On Tuesday, March 11, Holly and I went to the hospital to meet with Dr. Litofsky (neurosurgeon), Dr. Johnson (radiologist) and Dr. Doll (medical oncologist) to determine a plan of action to get rid of my brain tumor. We’re on information overload so the essay may be a little drier than usual. Being the infinitely curious type, I tried to scatter links around to satisfy anyone else with a similarly inquiring nature. “Knowledge is power,” as my main man Francis Bacon says.

Pre-Surgery (022414)

World, meet Bwian!
Bwian duh Bwain Tumowr!

TYPE:

We got more specific info on Bwian yesterday. He’s a low-grade Stage 3 Glioneurocytoma. He’s apparently a complicated mess containing multiple different glial (brain) cell types. The majority of the cell types are low-grade (slower division rate) Stage 3 (anaplastic) astrocytoma cells, but oligodendroglioma cells are also dividing in an abnormal fashion. In addition, the minor component was a dysembryonic neuroepithelial tumor. Oligodendroglioma cells can have missing genetic markers that allow it to be more easily treated by chemotherapy. But I’ll talk about that later.

THE PLAN:

About twenty doctor’s met yesterday morning (03/12/14) to determine my fate. There was some division among the ranks due to the multiple cell types, stages, and tumor types. The consensus is to treat with the combined three pronged approach of chemotherapy and radiation therapy along with the co-deletion of the 1p/19q chromosomal oligodendroglioma arms (all explained below).  Both therapies start on St Patty’s Day. I really wish I would have realized that before I scheduled it… Guess I’ll have to settle for a good Sunday drunk!

RADIATION:

My radiation therapy (RT) is prescribed daily, Monday through Friday, for the next six weeks. It’s very quick and relatively easy (other than the potential side effects) as I’ll be in and out in fifteen minutes. Not too shabby, I say!

HOW IT WORKS:

Radiation uses high doses of radiation to kill cancer cells and stop them from spreading. My head will be strapped to a table, under a mask made of wire mesh, to prevent any movement. We don’t want my eyeballs zapped! While lying on the table three beams of radiation will be aimed at the leftovers of my tumor to irradiate that nasty cancerous DNA.

CHEMOTHERAPY:

My chemotherapy will use a drug called Temodar. I will take it before bedtime each night. It is prescribed concurrently with RT but will continue for at least 6 months after RT. Blech! Makes me want to barf already! Speaking of…to combat 7-1/2 delicious months of potential sickness, I am also being prescribed an anti-nausea pill called Zofran, a serotonin blocker, to (cross your fingers!) prevent nausea and that general sticky, icky feeling. It is prescribed to be taken at night with the Temodar and in the morning when I wake up.

SIDE EFFECTS:

Both radiation and chemotherapy are poisonous. Their side effects are similar and include fatigue, hair loss, skin changes (dry skin or skin burns) from high radiation dosages, and the possibility of nausea. I’m one of those people who never gets sick – no headaches, no vomiting. So, my fingers are crossed that my generally robust nature combined with the prescriptions will help deter any of these nasty symptoms. My doctor said that 90% of his patients are able to avoid sickness with the use of Zofran. We will know the side effects of the chemotherapy immediately, but side effects for the RT will not start for a couple of weeks. Considering the concurrent treatments and side effects and the delay in RT side effects, I’m preparing myself for a potential worst case scenario beginning two-weeks into radiation and lasting for six weeks. It sounds bad, but I assure you that timeframes make all the difference as far as I’m concerned. I like to know when I can expect the worst.
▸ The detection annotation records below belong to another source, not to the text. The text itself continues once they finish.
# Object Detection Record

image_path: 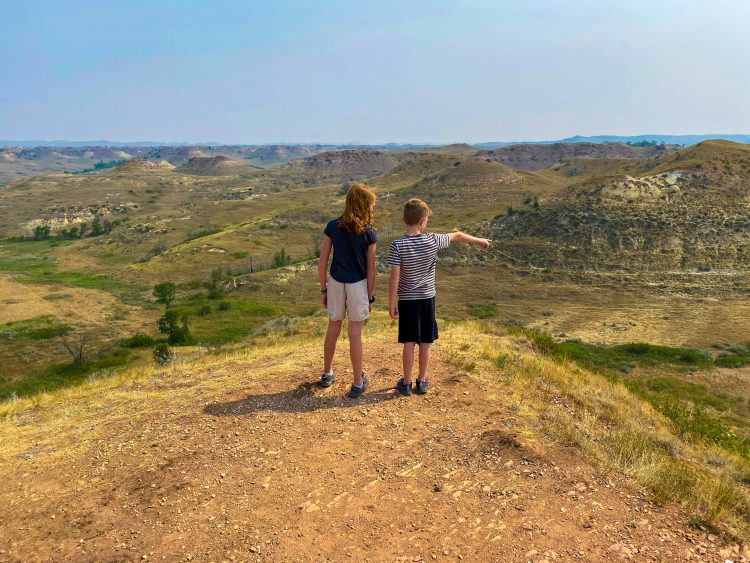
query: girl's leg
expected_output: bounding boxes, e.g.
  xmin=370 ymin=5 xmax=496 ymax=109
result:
xmin=417 ymin=344 xmax=431 ymax=381
xmin=404 ymin=342 xmax=422 ymax=385
xmin=348 ymin=320 xmax=365 ymax=387
xmin=323 ymin=320 xmax=343 ymax=373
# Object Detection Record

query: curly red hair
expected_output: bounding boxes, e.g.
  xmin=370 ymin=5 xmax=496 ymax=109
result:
xmin=339 ymin=182 xmax=377 ymax=235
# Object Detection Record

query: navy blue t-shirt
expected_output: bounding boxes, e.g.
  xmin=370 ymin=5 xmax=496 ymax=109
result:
xmin=323 ymin=219 xmax=378 ymax=283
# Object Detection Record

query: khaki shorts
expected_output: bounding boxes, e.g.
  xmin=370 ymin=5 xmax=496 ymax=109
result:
xmin=326 ymin=277 xmax=370 ymax=321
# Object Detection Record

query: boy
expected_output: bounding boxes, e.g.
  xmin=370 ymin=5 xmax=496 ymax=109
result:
xmin=388 ymin=198 xmax=490 ymax=395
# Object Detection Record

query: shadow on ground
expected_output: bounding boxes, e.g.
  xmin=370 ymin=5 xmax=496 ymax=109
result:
xmin=203 ymin=382 xmax=400 ymax=416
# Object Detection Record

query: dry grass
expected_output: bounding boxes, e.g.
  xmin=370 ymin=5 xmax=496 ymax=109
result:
xmin=432 ymin=323 xmax=750 ymax=541
xmin=0 ymin=313 xmax=750 ymax=540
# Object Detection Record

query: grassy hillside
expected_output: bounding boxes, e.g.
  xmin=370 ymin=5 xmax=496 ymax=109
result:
xmin=0 ymin=313 xmax=750 ymax=559
xmin=492 ymin=141 xmax=750 ymax=274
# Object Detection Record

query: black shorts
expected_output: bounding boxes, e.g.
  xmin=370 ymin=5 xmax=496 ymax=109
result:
xmin=398 ymin=297 xmax=437 ymax=344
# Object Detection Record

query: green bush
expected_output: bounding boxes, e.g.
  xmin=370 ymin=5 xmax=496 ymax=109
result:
xmin=157 ymin=309 xmax=190 ymax=345
xmin=122 ymin=332 xmax=156 ymax=348
xmin=154 ymin=342 xmax=174 ymax=366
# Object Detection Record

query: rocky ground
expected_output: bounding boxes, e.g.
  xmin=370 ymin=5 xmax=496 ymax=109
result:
xmin=0 ymin=337 xmax=750 ymax=561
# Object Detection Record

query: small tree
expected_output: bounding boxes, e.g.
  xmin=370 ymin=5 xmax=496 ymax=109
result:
xmin=154 ymin=282 xmax=177 ymax=308
xmin=273 ymin=246 xmax=292 ymax=268
xmin=60 ymin=332 xmax=91 ymax=366
xmin=34 ymin=225 xmax=49 ymax=240
xmin=91 ymin=215 xmax=104 ymax=237
xmin=157 ymin=309 xmax=190 ymax=345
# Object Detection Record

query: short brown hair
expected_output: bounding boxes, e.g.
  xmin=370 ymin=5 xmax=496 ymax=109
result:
xmin=404 ymin=197 xmax=432 ymax=225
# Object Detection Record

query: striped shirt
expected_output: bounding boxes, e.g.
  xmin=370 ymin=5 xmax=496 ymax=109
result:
xmin=388 ymin=233 xmax=451 ymax=301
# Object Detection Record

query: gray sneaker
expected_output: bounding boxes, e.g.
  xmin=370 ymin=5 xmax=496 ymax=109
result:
xmin=320 ymin=370 xmax=336 ymax=387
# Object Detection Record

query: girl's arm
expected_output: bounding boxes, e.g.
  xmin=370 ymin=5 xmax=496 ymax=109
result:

*1p/19q GENETIC CO-DELETION

One very good piece of news we received yesterday is that portions of the tumor were noted as being oligodendroglioma cells. These have a potential weakness in that they may be vulnerable to what is called a genetic co-deletion. This method uses techniques of molecular biology to delete the 1p and 19q chromosomal DNA arms which makes them more susceptible to the toxic affects of chemotherapy. Ah, the wonders of medical science! The 1P/19q test results came back positive on my tumor. So, the missing genetic markers can in fact be co-deleted. Yip! Yip! Turning these genes “off” will make chemotherapy more successful against these oligodendroglioma cells. I’m ok with one less cancerous cell to worry about! In the end, it gives me a better long-term survival rate as the chemotherapy will be able to wipe out a greater percentage of the cancerous oligodendroglioma cells thereby extending the timeframe in which a tumor of this type may reoccur in the future.

Don’t quote me quite, yet, but it could all be much worse than three pills and fifteen minutes of radiation a day. While I may be miserable for a 7-1/2 months, I’m not on an IV, I’m not required to take injections, and I’m alive to annoy my wifey!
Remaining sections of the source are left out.